McLaren racing director Eric Boullier has urged Honda to change its approach towards Formula 1, suggesting that the Japanese manufacturer is currently endowed with an incompatible culture.
As from pre-season testing, the Honda power unit showcased several problems as well as a considerable lack of horsepower ahead of what is going to be its third campaign after coming back to the sport.
"They only need one thing, which is to understand and integrate the F1 racing culture," Boullier told Autosport.
Honda has recently parted ways with consultant Gilles Simon, who was reportedly “ignored” in his attempts to correct the work done in Sakura. It is no secret Honda is based on rigid principles, including the refusal of help from outsiders.
Moreover, Boullier thinks Honda needs to get a better undertstanding of the importance of schedules, by adapting its rythm to the requirements of a Formula 1 team.
"What I mean by that is: the way we behave in racing and Formula 1 is all driven by a calendar, by some fixed targets, fixed dates, lap time gains.
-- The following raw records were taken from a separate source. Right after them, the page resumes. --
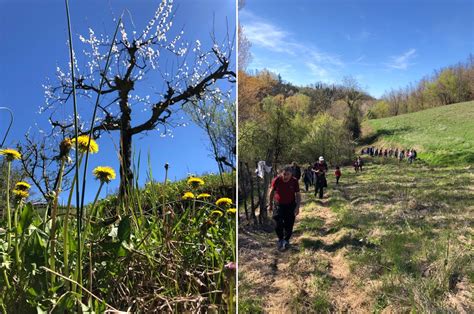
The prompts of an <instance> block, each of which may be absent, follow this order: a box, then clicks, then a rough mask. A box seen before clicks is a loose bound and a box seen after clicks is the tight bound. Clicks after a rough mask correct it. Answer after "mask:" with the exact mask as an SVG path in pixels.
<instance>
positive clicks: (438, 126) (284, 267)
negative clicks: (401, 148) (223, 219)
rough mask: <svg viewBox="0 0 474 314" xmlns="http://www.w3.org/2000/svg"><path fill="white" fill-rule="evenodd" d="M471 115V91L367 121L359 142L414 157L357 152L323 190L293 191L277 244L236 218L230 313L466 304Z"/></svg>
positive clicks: (471, 106) (473, 124) (429, 310)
We always try to go to the best solution as fast as possible."
"Where a car manufacturer is running a project, you can have a few weeks delay and it's not going to change the product, it's not going to change the business model.
"In racing, if you don't bring your upgrade for race one, in race one you will be nowhere."
"That is this racing mentality. It's as far as going to suppliers and making sure that if they do something in one month, the next time they do it in three weeks, and from three weeks to two weeks.
"We value more the time gained than the money spent. This is a different approach from the rest of the world."
In order to prepare for an eventual second team provision, Honda has installed a unit in Milton-Keynes. However, the engineering factory stays in Japan and this might be one of the causes that has worsened McLaren-Honda’s chances of catching up.
"This is why Mercedes is based in England, and I guess they benefit from the supply chain, from people with experience of F1," Boullier explained.
"Our suppliers maybe cost twice as much [as Honda's] but are three, four, five times faster. In some ways you can realise the corporate influence is not helping to be efficient.
"The more you behave like a corporate company, the more process inherited from a corporate company, the slower you are, the less agile you are, which doesn't fit the racing culture."